Did you know that during a regular Major League Baseball (MLB) game an average of one hundred baseballs are used? It means that once taken out of play, a standard professional baseball will not be reused again.
Why is this? Well, it happens that some of those baseballs become dented or scuffed. Whereas others are simply hit out of the diamond, and become foul balls. Some are hit as home runs, and those are immediately kept and cherished by the eager fans. The remaining balls are usually recycled to be used for that team’s batting practice, or just sent to their minor leagues.
Indeed, the average lifespan of a baseball in the MLB is barely two plays during a game, and the demand for these official baseballs is steadily increasing. That is why the MLB organization always needs to count on a reliable provider. Did you know that most professional baseballs are hand-made at the Rawlings Factory which was established in Costa Rica in 1887? According to a report by the Reuters News Agency, this factory was the exclusive baseball provider for MLB until 2013.
Located in Turrialba, Costa Rica, the Rawlings Factory produces about 2.4 million baseballs per year. Out of this number, more than 1.8 million units are sent to the United States. This statistics allows us to understand why this is the main MLB provider, not to say the best one.
With about three hundred qualified sewers, the factory produces a first-quality made-by-hand product. Each of the one hundred and eight stitches per ball must be perfect, making these baseballs better than any other machine-made ball.
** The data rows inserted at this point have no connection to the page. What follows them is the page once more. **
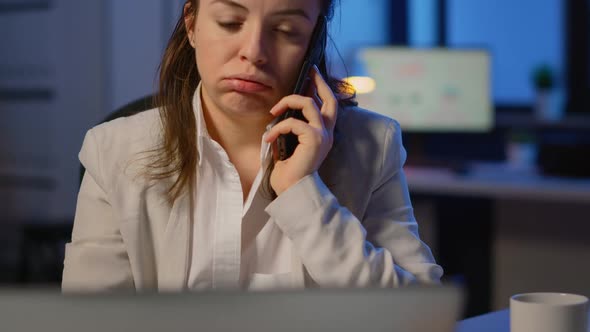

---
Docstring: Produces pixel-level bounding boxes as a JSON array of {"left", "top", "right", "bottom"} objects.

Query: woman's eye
[
  {"left": 217, "top": 22, "right": 242, "bottom": 31},
  {"left": 275, "top": 28, "right": 298, "bottom": 38}
]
Experienced sewers can make three or baseballs per hour, and less-experienced workers between one and two. To avoid injuries, they have to wear medical tape on their fingers in order to protect themselves from blisters or cuts as they pull each stitch tight.
But believe it or not, baseball is not a popular sport in Costa Rica. Apart from soccer, which is by far the number one sport for ticos, there are other sports such as bullfighting, surfing, biking, white-water rafting, among others. This practically pushes baseball towards one of the last positions in the ranking list. In other words, baseball is almost an unknown sport for most Costa Ricans. Compared to other Central American countries, such as Panamá and Nicaragua, where there seems to be more balance between baseball and soccer as team sports.
So it is somehow paradoxical that, although having the Rawlings factory as the most important professional baseball provider for the MLB, the sport itself is not deeply rooted in most Costa Rican’s sports preferences. At last, this question emerges: is it not an irony for Costa Rica?